Badge actif de détection de piétons, par champ magnétique

Sécurité. La société Tilt Import introduit sur le marché le Hit-Not, un nouveau système de détection de piétons par champ magnétique à basse fréquence.

Pas moins de 58 écrasements de piéton par un engin ont été recensés en France entre 2009 et 2012, causant la mort de 31 personnes. Très mobilisé sur le sujet, l’Institut national de recherche et de sécurité (INRS) conseille d’abord d’aménager les aires de circulation et, parallèlement, d’intervenir sur les engins. Une étude sur les dispositifs de détection de piétons, publiée par l’institut en 2013, avait passé tous ces accessoires en revue, notant ainsi que « les systèmes radioélectriques nécessitent que les piétons à proximité soient équipés d’un badge, ce qui exclut a priori une utilisation en milieu ouvert, notamment sur la voie publique ». Ces systèmes souffrent d’un autre point faible. Ils fonctionnent par détection de puces de type RFID, grâce à une onde radio à haute fréquence, de l’ordre de 2,4 GHz. Or cette fréquence a du mal à traverser les obstacles et se trouve vite perturbée par un environnement métallique tel que des racks de stockage. D’où l’idée de la société Tilt Import de rester dans les basses fréquences − celles des champs magnétiques −, aux alentours de 73 kHz. « Ces fréquences basses ont l’avantage de traverser les obstacles », explique-t-on chez Tilt Import. Mais elles sont trop faibles pour déclencher une réponse de la part d’un récepteur passif comme une puce RFID. D’où un badge actif. L’ensemble forme le système Hit-Not. « Le badge perçoit le champ, envoie une réponse, se met à sonner et à clignoter. Ici, c’est le piéton lui-même qui est averti du danger. Le conducteur de l’engin l’est aussi par un signal dans la cabine. Ces deux alertes croisées améliorent considérablement la prévention. » Plus efficace et largement paramétrable, le Hit-Not souffre d’un défaut : le badge coûte cher. « À peu près le même prix qu’un talkie-walkie », confirme l’importateur.

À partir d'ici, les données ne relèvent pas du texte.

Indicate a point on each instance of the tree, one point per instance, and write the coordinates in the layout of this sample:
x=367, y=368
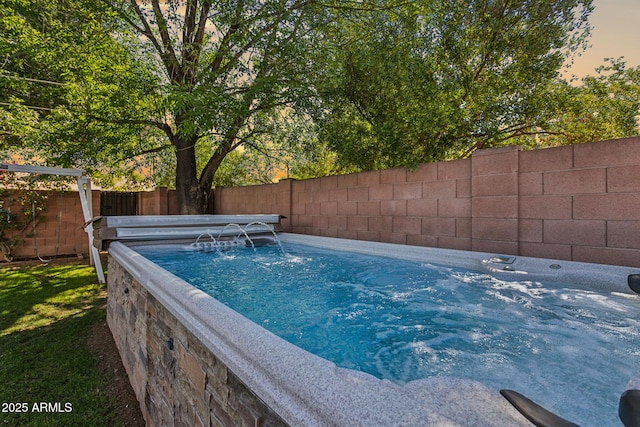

Dès lors, il est difficilement envisageable d’équiper de ces badges tous les hommes du chantier. « Il faut sélectionner une population précise. Réserver ces badges aux intervenants extérieurs, par exemple, qui ont moins l’habitude de côtoyer les engins que les hommes du chantier. » Dans tous les cas, comme le soulignait l’INRS dans son étude, « il est souvent nécessaire de jouer sur la complémentarité entre système d’aide visuelle et dispositif de détection ». Le Hit-Not ne déroge pas à la règle et sera plus efficace si l’engin est en plus équipé de caméras.